Stoppard’s (also Zappa’s, Reed’s, Madeline Albright’s) pal Havel, well-funded by the National Endowment for Democracy, achieved a sainthood somewhere between Gandhi and Bono as he cheered NATO militarism in the 1990s; he remains a symbol for the ideologists of the ‘end of history’ triumph of U.S.-dominated capitalism. The Czech government’s current deal with the Pentagon to play host to Bush’s ‘missile shield’ should give us pause; this is far from the liberated socialism many of the anti-Nazi partisans and Prague Spring’ers were fighting for.
Egon Bondy – influential samizdat writer and namesake of the Plastics’ Egon Bondy’s Happy Hearts Club Banned – died last year. Bondy remained in the opposition camp after the Velvet Revolution, calling the Czech state a “banana republic.” He also criticized the European Disneyland for having a fake castle in a land of real ones. Bondy’s eclecticism and imagination might best capture the underground’s visionary chaos.
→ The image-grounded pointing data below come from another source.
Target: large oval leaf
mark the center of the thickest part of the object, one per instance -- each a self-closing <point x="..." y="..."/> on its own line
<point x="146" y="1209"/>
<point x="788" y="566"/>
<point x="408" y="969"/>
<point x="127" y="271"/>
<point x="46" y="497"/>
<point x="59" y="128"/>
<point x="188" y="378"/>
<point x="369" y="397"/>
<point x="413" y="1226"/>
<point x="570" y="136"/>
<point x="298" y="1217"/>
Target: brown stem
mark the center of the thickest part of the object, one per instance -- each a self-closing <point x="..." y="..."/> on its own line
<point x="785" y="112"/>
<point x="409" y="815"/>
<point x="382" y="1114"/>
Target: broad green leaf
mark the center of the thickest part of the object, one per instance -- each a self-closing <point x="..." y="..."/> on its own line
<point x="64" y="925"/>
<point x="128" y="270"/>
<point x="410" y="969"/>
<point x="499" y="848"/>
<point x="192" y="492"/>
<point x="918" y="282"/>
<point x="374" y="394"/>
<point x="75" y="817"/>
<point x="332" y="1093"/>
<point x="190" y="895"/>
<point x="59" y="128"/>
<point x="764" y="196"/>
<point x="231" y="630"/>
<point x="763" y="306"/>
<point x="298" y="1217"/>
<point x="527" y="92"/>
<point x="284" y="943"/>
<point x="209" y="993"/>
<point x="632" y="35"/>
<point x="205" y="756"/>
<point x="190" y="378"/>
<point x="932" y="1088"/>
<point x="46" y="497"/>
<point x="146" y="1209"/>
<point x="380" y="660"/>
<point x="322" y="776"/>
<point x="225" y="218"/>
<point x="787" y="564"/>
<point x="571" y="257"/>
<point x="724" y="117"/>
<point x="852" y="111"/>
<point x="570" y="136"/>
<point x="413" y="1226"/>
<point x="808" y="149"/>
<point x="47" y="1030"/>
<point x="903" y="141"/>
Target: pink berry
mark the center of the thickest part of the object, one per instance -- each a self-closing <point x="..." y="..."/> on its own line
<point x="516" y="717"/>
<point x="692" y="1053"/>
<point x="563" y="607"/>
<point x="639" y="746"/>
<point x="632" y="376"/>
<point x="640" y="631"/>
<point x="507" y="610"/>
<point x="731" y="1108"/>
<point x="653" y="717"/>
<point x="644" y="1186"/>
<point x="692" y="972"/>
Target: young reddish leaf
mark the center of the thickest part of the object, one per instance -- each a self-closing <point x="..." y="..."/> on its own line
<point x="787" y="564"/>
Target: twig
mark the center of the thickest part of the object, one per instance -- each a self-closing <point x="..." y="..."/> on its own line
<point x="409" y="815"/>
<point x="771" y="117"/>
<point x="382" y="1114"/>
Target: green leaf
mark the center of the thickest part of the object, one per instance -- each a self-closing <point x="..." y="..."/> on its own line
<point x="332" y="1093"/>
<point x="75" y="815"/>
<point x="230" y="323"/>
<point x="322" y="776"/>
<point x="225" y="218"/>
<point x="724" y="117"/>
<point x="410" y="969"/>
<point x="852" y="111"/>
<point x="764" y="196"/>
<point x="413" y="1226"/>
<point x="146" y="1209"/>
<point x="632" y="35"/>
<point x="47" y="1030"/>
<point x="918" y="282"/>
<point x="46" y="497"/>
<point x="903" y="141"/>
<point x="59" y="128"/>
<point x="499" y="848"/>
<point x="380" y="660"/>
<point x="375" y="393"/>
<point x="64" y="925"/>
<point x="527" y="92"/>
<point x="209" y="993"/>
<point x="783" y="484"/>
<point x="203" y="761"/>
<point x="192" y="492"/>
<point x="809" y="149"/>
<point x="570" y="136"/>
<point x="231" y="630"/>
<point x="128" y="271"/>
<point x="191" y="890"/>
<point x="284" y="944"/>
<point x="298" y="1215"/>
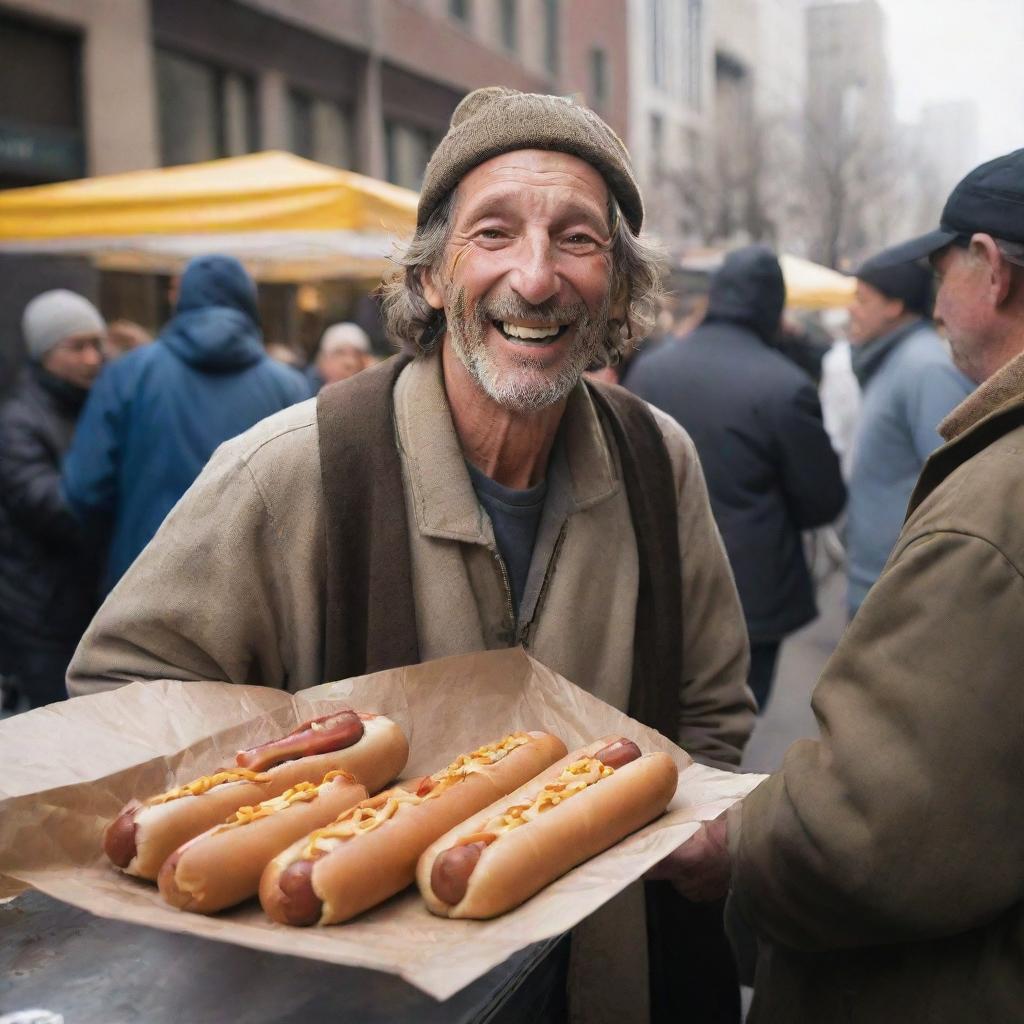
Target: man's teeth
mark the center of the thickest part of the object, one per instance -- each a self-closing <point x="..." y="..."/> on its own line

It’s heavy that in the poignant massacre we see in Rock ‘n’ Roll, the casualties are not bodies in the street but Jan’s LPs on the floor, vindictively smashed in a police raid. Max reminisces about the earlier decades, before drugs and sex unleashed youth liberty so confusedly. The U.S. fifties issued a singular spirit and bond – about cars, good sex, good hair, bad hair (on display here!), and some kinds of freedom. Always whimsical, sensual in every way, usually arrogant, sometimes obnoxious – whether you had your license yet or not, licentious. This is the rebellious ask-questions-later universality Stoppard celebrates. Max is “embarrassed by the sixties.” Jan wouldn’t have it any other way.